A.R. MURDER MYSTERY

The Nanakuli Estoteric Order of Investigators.

In 2016, my students and I attepted to make our first Augmented Reality game. This was an insurmountable undertaking for us. We developed most assets using Unity and an HTC Vive. All code was hosted on a local computer and was developed almost entirely in Javascript & Node JS.

Testing camera funcionality My students testing mobile camera functionality within the webapp

History

The idea behind this game was to interview Kupuna's in the community and gather stories about mysterious circumstances that occured in the Nanakuli area, specifically focusing on the school's location. We would then string together a gaming narrative around these stories and have the game solve various esoteric puzzles through an augmented landscape. The outcome was a result of collective wisdom of the aunties and uncles of Nanakuli :

" The dead should stay dead, be carefull what names and stories you invoke. For they may send you to the grave or worst."

We pivoted that idea fast! Rather than using existing tales from the community, we decided to make up our own. Knowing that most of our players would "google" this information to test for validity or gaming clues, we created fake websites. We uploaded these websites to various free hosting platforms. For example if you searched: "Nanakuli Library ghost dog 1946". In google, you would come across one of our fake sites.

Our class rebranded the game anc created a thematic order called the
The Nanakuli Estoteric Order of Investigators.

The narrative was taking form. A mystery time-traveling game where students would go back and forth through time to solve mysteries on campus.

Katrina narrative building Katrina building the connections to the game narrative

Theme

Parents, teachers, and friends outside the order are completely unaware of their role. When initiated and once the oath is accepted the investigator is given accsess to a time traveling application that will function as their vehichle to solve each mystery. The goal of every investigator would be to solve the myteries on campus.

Game Mechanics

Mechanically, the game operates as an Augmented Reality scavenger hunt. You open the app, point the camera at an object, if the game recognizes the object you are then given a clue on what to do next. It was decided early on that we would not use a map. My students wanted players to look like zombies wandering around campus with their phones pointing at random objects.

What we did was take a series of pictures or iconography that was unique and that stood out to my students. My students then created a narrative that strung together from one mystery to the next story that would compel players to keep playing. We then created overlays with text that would obfuscate the original image and overlay the image with a narrative.

Technology used

Everything was hosted on a local machine connected to the students' wireless network.
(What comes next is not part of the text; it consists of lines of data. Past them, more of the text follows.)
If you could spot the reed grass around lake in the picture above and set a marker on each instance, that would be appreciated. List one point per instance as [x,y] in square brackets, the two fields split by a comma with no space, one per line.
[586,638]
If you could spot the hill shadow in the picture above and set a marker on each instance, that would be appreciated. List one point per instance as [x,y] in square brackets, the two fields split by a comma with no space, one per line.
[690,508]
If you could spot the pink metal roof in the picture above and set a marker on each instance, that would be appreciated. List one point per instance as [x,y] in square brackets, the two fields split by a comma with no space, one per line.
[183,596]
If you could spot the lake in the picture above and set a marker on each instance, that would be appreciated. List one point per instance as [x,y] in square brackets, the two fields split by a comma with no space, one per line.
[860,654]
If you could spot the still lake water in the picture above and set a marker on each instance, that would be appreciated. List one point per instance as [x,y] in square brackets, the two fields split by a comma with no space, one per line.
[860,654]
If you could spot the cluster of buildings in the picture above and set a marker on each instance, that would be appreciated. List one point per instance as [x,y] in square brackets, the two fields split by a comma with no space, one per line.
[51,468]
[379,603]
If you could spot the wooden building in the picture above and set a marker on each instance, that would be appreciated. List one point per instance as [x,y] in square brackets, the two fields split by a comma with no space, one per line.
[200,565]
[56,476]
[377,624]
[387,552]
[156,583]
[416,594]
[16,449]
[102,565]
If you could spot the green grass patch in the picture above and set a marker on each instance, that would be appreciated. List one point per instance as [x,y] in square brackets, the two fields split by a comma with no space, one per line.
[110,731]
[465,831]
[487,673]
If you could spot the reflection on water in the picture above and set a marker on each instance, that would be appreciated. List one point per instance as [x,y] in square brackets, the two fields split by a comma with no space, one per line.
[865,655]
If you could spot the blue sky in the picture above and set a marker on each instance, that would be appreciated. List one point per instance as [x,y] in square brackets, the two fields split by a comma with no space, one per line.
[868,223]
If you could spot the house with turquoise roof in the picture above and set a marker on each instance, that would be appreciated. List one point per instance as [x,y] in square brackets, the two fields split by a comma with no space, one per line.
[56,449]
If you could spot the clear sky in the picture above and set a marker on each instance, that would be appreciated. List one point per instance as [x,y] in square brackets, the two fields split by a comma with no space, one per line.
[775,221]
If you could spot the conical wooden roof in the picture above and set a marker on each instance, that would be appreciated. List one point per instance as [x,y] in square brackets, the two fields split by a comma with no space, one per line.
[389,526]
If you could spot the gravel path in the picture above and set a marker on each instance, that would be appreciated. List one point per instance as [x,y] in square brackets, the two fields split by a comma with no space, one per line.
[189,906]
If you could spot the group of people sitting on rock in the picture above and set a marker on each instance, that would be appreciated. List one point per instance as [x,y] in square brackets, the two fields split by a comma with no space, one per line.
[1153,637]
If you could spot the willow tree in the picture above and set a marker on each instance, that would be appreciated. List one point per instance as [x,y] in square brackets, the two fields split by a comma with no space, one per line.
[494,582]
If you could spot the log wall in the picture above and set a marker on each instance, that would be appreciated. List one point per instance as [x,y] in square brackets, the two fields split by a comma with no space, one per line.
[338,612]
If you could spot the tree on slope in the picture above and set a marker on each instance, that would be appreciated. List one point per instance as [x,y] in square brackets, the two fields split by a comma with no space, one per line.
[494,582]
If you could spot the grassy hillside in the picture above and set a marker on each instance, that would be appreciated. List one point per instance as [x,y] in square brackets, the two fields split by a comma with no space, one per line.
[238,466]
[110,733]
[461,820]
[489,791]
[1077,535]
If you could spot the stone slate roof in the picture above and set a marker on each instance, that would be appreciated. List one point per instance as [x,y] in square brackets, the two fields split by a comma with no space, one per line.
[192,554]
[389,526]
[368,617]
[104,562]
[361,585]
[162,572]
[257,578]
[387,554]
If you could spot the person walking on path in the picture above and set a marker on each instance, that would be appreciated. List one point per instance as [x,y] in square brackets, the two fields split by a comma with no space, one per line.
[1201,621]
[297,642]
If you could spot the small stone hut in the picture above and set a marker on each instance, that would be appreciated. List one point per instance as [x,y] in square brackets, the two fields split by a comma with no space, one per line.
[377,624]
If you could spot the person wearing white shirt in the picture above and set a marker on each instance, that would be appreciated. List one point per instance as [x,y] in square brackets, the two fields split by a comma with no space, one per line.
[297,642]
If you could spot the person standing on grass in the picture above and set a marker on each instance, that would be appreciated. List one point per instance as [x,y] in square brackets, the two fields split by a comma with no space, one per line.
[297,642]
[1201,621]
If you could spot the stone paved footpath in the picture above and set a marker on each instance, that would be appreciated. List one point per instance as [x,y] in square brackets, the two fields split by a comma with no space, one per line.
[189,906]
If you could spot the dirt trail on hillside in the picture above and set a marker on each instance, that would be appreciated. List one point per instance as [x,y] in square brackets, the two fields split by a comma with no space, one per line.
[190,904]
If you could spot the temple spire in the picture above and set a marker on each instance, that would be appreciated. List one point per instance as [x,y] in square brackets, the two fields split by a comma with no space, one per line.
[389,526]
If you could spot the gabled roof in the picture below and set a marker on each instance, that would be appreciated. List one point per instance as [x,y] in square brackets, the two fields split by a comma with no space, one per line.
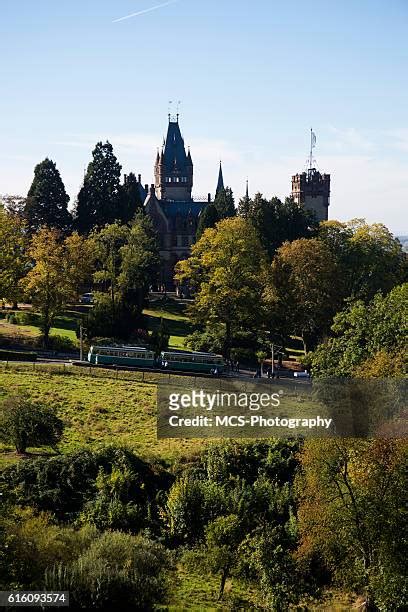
[220,183]
[174,151]
[181,209]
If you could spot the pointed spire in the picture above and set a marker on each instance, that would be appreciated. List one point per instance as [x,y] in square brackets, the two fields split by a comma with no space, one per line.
[220,183]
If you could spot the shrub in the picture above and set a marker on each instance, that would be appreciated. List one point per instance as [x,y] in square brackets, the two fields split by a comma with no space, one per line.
[80,481]
[32,542]
[25,423]
[118,571]
[60,343]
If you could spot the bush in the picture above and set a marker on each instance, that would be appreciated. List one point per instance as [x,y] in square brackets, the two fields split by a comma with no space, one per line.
[118,571]
[25,423]
[33,542]
[6,355]
[79,482]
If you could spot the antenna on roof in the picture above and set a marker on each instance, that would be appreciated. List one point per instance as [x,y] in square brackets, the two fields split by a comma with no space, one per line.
[312,146]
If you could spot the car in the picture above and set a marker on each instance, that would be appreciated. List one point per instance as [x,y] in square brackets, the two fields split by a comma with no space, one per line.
[86,298]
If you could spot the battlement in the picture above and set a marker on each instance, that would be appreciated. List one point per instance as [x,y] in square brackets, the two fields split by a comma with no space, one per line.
[312,190]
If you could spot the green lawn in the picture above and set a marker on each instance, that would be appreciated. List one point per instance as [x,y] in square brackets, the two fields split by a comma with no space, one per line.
[96,410]
[65,325]
[173,313]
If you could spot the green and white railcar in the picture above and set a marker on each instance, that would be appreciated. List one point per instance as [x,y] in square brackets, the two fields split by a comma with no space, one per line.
[134,356]
[208,363]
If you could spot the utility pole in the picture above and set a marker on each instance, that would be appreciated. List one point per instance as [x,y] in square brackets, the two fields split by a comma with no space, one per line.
[81,345]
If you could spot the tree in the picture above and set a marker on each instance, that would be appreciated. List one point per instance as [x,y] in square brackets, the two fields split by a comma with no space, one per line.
[366,334]
[223,537]
[227,271]
[131,200]
[57,268]
[352,514]
[127,261]
[224,203]
[303,289]
[47,200]
[13,258]
[277,222]
[26,423]
[45,283]
[369,258]
[209,217]
[99,199]
[79,262]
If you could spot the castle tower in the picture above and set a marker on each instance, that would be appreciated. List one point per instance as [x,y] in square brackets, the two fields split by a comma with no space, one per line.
[220,182]
[173,170]
[312,189]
We stashed the system in a cubbard in the class we used. As long as the system was logged in, the service was up. Students would simply connect to the http://ipaddressofthehost/neoi and they were in. We eventually got in trouble for this and had to shut the system down.

2014 Huli Interview Kalia testing art asssets

Post Mortem

The end goal for this project was to host the game somewhere like AWS or a similar platform. We also wanted to incorporate events and times into the game. So if you showed up on a Saturday, you would be served different content. Or even better, on Halloween, the entire game system changes for 24 hours. Unfortunately, we never got to finish. The following year, I started the project to finalize the Huli game. I still have all the source code sitting on an external drive somewhere. Maybe someday I will resurrect it.